Crítica | Relatos Selvagens
Uma coisa é verdade: A versão pós-moderna de Amarcord não faz feio, pelo contrário, faz rir quem suspeitava que o cinema argentino fosse invejável ao do Brasil. Essa colcha de retalhos toda empolgada é uma heterogênea visita, às vezes sem qualquer consciência de expressões peculiares a determinada história, mas com noções muito fortes de impacto e narrativa em blocos, ao clássico de Fellini, ou melhor, a partir do clássico, sem nenhuma responsabilidade com o cânone italiano em questão, nesta crítica.
Relatos Selvagens é uma viagem histérica de um sociólogo que esqueceu seu remédio tarja preta em casa no embarque de um trem que atravessa a Argentina, recolhendo histórias (não tão diferentes assim) de seus conterrâneos.
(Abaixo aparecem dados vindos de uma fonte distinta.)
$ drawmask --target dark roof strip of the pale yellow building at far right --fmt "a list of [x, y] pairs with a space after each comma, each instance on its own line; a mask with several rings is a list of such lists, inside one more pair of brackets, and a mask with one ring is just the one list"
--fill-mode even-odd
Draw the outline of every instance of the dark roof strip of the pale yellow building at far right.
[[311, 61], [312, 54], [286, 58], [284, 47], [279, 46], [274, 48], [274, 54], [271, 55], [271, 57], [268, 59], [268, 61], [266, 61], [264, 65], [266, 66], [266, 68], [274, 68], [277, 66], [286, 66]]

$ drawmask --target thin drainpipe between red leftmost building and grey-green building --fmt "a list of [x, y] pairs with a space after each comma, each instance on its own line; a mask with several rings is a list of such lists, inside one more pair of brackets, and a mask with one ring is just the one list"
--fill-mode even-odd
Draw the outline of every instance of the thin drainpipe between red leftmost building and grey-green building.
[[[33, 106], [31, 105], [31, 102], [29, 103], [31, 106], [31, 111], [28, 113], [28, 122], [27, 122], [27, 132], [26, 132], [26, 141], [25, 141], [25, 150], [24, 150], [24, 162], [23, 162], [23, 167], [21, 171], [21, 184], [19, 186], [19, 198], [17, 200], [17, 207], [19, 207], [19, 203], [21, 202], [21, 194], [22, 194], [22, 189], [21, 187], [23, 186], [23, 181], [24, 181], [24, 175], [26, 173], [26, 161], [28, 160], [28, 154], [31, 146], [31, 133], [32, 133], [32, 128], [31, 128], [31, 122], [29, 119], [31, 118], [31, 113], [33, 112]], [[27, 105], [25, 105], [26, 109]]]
Assim, o filme encontra sua apoteose sumária em duas passagens diferentes mas que se completam na missão de sintetizar o filme: a inicial e hilária reunião coletiva em um avião, onde todos se encontram sem saber como nem por onde, e a rebeldia do personagem de Ricardo Darín diante de um sistema corrupto, enfatizando – em analogia – a insatisfação do cidadão comum perante a conjuntura política do país. Se melhor tratadas, essas e mais uma ou duas exaltações poderiam ser as únicas do filme, tamanha é a força e o forte destaque em meio a outras nem tão favoráveis ao saldo inegavelmente positivo da obra.
Uma iniciativa corajosa, apoiada pelo já lendário Pedro Almodóvar, que produz um material equilibrado, fragmentado por excelência, conduzido pelas peculiaridades de cada história às suas próprias, enquanto uma peça única, mas que consiste de glória e lembrança mais pela iniciativa do que pelo quadro geral e reunido. É a moldura de algo abstrato que uma perspectiva objetiva denuncia – feito pulga atrás da orelha, seja nas conclusões dos blocos ou em certa lucidez incompatível ao todo – não encontrar verniz, caso a peça venha a ser tratada como uma só, sem seus fragmentos. Relatos Selvagens, além de ter aberto a 38ª Mostra de Cinema Internacional de SP, é o típico filme que tenta se encontrar de várias formas, e atira para os lugares certos sem qualquer exagero ou aspecto digno de reprovação, mas, sabe a história do sujeito que de identidade em identidade esquece quem é, de fato? Então…
Ainda sobre paralelos e resgates sensoriais de nível atemporal, a loucura orquestrada por Fellini celebra os vários tipos de esgotamento comportamentais do animal social, sempre em grupo, em constante mudança deste social, sem especificar, contudo, se o mudar consiste em melhoramento ou atraso. Em Magnólia e Babel, de Paul Thomas Anderson e Alejandro Iñárritu, obras bem mais recentes, nota-se a antítese relativamente bem-sucedida aos esgotamentos nervosos de uma das comédias mais tradicionais da Itália, esbanjando nestes dois filmes, e agora em Relatos Selvagens, então, o também nobre exercício de expor os traços mais imutáveis do ser humano (compaixão, raiva, bom-senso – ou a falta dele –, instintos primitivos de todos os tipos) em um contexto bem mais realista e de caráter emergencial, como se o mundo fosse acabar após qualquer decisão que qualquer representante das menções acima possa vir a tomar.
Em 2014, com meia dúzia de situações absurdamente reais, ou sonoramente absurdas, o satírico cinema dos irmãos Coen casa com o cínico de Haneke na América Latina, e a boa – ótima – recepção das audiências e críticas mais diversas só pode revelar uma coisa: esse é o mérito de uma produção que contém, entre seus altos e baixos, entre o limite e o não limite, em tempos de politicamente correto, momentos de orgulho de certas fontes históricas, que o filme de Damián Szifron se apropria de atualizar, e se apropria muito bem; um antônimo bem construído de qualquer leveza que possa existir na sobrevivência humana de cada dia – ou noite.